When we arrived, Fiiuea was indeed waiting for us, prepared. Two thrones of liquid gold had been taken from some temple near by and placed in the middle of a smoother area, a rare thing after the devastation. It struck me as fascinating that something had escaped destruction. Then I saw the people around us, and a sense of relief overwhelmed me when I saw them gathering by the thousands. When Fiiuea saw us, she waved her hand, and I saw drones being launched into the air, ready to form a screen.
We approached the thrones and knew this was why we had come, yet we both hesitated for a moment. We could have done what our brothers had done.
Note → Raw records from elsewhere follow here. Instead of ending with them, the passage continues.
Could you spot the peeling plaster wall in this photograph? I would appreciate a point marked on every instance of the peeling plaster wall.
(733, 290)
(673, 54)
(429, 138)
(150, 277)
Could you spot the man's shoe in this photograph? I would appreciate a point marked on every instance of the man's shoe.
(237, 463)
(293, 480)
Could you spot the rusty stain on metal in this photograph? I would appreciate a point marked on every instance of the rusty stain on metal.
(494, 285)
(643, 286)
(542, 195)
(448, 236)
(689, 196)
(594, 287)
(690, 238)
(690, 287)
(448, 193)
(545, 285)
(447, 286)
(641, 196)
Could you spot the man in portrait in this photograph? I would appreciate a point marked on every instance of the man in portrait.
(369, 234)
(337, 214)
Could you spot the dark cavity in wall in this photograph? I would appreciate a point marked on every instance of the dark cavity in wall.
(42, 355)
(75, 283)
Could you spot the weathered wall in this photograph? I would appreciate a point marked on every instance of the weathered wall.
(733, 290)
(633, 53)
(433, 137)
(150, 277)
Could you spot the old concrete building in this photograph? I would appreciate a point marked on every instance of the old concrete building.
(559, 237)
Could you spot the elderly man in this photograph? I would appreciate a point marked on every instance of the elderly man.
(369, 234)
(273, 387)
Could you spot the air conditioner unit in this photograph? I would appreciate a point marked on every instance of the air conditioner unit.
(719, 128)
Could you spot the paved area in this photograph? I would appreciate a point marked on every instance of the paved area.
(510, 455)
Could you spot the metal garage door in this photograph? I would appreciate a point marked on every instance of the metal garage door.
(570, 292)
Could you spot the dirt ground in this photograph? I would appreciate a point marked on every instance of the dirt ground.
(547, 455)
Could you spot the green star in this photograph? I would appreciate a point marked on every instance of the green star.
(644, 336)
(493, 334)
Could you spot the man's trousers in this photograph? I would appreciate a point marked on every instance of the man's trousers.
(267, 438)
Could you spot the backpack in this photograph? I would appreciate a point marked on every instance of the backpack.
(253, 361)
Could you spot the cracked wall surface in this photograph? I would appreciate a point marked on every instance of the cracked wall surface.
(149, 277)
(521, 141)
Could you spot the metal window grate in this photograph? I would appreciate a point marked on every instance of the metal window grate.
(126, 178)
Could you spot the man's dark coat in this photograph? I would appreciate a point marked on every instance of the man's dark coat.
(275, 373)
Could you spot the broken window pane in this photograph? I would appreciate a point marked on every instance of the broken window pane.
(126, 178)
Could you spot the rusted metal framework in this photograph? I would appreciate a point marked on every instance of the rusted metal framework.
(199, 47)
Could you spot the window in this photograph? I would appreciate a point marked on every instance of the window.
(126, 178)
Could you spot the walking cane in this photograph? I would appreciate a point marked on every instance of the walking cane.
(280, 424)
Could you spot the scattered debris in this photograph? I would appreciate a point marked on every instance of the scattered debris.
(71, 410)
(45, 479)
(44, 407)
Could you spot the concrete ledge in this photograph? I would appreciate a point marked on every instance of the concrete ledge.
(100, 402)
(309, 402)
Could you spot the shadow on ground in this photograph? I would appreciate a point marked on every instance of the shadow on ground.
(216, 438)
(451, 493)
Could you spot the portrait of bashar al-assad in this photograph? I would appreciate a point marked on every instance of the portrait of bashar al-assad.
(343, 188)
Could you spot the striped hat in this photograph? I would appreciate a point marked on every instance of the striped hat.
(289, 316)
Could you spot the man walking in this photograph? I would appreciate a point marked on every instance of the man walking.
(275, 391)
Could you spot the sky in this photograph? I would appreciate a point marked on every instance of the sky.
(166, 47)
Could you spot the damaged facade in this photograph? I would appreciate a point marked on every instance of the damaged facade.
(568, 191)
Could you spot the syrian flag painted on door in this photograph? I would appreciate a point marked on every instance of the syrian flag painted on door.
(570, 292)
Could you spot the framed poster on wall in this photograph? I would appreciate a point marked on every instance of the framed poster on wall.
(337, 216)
Leave and go on with our lives somewhere in the cosmos, or perhaps on the planets of other mortals, if we felt nostalgic. But in that moment, we both understood that the Second Home was exactly that for us. Our home.
We sat on the thrones, and I noticed everyone looking up at our projection in the sky. It was an image that, we both knew well, was being broadcast across the entire planet’s surface.
Fiiuea made the first bow before us and then said:
‘Long live Reeza and Sol, the gods of hope and rebirth.’
Every mortal on the planet chanted these words in unison, and for the first time in my and Sol’s existence, I felt something incredible. A sensation we had never felt before, but it was as real as could be. Their love for us charged us, lifted us, made us greater than we were. It wasn’t us who had chosen to stay, but our children who had now rediscovered us and accepted our help.